Binary Trees in SQL Server
We often work with data in SQL Server. We write SELECT, INSERT, UPDATE, DELETE etc. commands easily to fetch, manipulate the data. However, if we get to know how SQL Server Database Management System actually stores this data in its underlying file system, what methodologies it uses to perform various operations on data, it is possible for us to store the data more efficiently.
Well, one may question whether the DBMS doesn't know how to store the data efficiently? Yes, the DBMS does store the data efficiently in its own way, but it doesn't know your query requirements. It means which columns we use in a select statement, which fields you are going to update frequently, what conditions you use in your where clause in order to fetch the required data.
We often make use of indexes to provide this information to database so that the database is well prepared to store the data efficiently based on our index which in turn helps to perform DDL, DML operations on the data efficiently. While indexes are of many kinds, the two basic types of indexes are Clustered Indexes and Non Clustered Indexes. Once an index of any of these kind is built, internally SQL Server prepares a structure which is known as Binary Tree Structure, popularly known as B-Tree. SQL Server uses this tree to locate any requested row through a command.

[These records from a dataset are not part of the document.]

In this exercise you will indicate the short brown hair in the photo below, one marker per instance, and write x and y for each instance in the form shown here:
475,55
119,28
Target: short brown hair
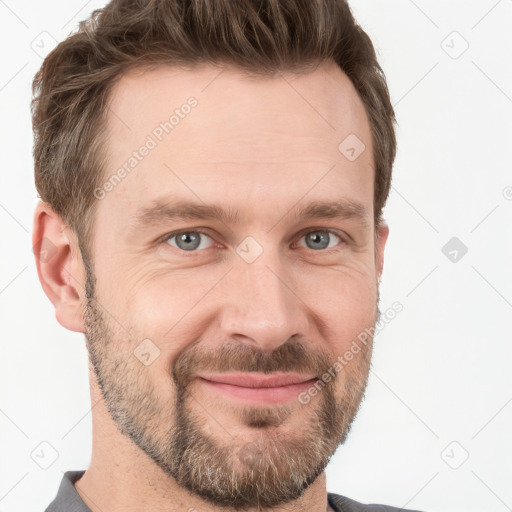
72,88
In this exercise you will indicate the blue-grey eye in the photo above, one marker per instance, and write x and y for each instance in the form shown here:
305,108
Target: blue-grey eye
188,240
320,239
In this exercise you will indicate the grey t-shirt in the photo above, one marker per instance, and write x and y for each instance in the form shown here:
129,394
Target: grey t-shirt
68,499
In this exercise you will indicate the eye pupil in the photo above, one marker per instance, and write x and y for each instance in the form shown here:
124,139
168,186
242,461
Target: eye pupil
316,237
185,238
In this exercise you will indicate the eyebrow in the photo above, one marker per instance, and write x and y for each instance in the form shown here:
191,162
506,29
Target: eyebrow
160,212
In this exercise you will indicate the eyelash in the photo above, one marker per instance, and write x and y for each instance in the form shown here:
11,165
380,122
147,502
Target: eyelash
167,237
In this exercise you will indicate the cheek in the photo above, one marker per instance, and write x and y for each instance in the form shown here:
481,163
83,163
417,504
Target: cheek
346,302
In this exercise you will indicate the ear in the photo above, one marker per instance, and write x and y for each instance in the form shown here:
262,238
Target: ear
380,242
59,266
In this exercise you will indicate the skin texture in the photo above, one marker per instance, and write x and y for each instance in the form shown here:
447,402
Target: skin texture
162,440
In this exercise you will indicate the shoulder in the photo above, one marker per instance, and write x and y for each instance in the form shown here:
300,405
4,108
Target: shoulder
343,504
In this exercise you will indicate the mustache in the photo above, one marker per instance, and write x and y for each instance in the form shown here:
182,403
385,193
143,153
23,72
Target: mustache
291,356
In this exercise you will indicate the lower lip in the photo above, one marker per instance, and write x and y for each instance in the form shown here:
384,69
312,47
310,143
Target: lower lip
275,395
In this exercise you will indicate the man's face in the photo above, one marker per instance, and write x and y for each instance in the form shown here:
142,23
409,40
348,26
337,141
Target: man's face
270,292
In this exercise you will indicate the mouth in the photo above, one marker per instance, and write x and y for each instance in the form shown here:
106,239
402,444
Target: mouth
258,388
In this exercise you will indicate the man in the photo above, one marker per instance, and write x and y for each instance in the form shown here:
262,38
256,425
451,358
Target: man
223,375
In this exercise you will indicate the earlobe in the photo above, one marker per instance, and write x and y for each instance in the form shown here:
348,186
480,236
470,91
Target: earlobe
59,266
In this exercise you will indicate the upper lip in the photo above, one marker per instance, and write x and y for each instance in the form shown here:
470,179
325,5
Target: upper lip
252,380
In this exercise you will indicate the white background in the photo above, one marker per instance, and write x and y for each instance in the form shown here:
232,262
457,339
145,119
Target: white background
441,386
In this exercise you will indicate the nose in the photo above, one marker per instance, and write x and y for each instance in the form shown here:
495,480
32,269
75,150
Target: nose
262,307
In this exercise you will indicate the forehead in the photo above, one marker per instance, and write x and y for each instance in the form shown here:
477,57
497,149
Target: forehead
259,137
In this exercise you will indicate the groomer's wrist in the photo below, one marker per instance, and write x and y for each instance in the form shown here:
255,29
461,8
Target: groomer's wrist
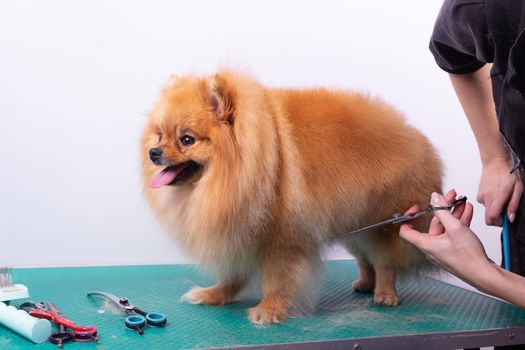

The above shown binary tree is a model that gets created for an index that is created on a column that contains values 1 to 200. If we query a row that contains the column value '111', then sql server looks first at the root level if that value falls in the range. It then takes the path into intermediate levels where the node 101-200 exists, then further 101-150 and then further narrows down to 101-125 wherein it fetches the required row. If the index that is created is a clustered index, the leaf level nodes are nothing but the data rows themselves. So, the database directly gets the data once it reaches the leaf node. However, if the index that you have created is a non-clustered one, then the leaf nodes hold the address of the actual data or the corresponding clustered index node (if the table has one), where the column value of '111' resides in the underlying disk and then further fetches the data by pointing the read head of the disk to that particular address.
Hence it is very important to choose the columns included in either the clustered or non-clustered indexes based on frequency of inserts/update vs select queries that run on these columns.
Hope this gives the basic idea of a b-tree structure in sql server. I will publish more on various kinds of indexes and their impact in data retrievals soon.
Thank you,
Raja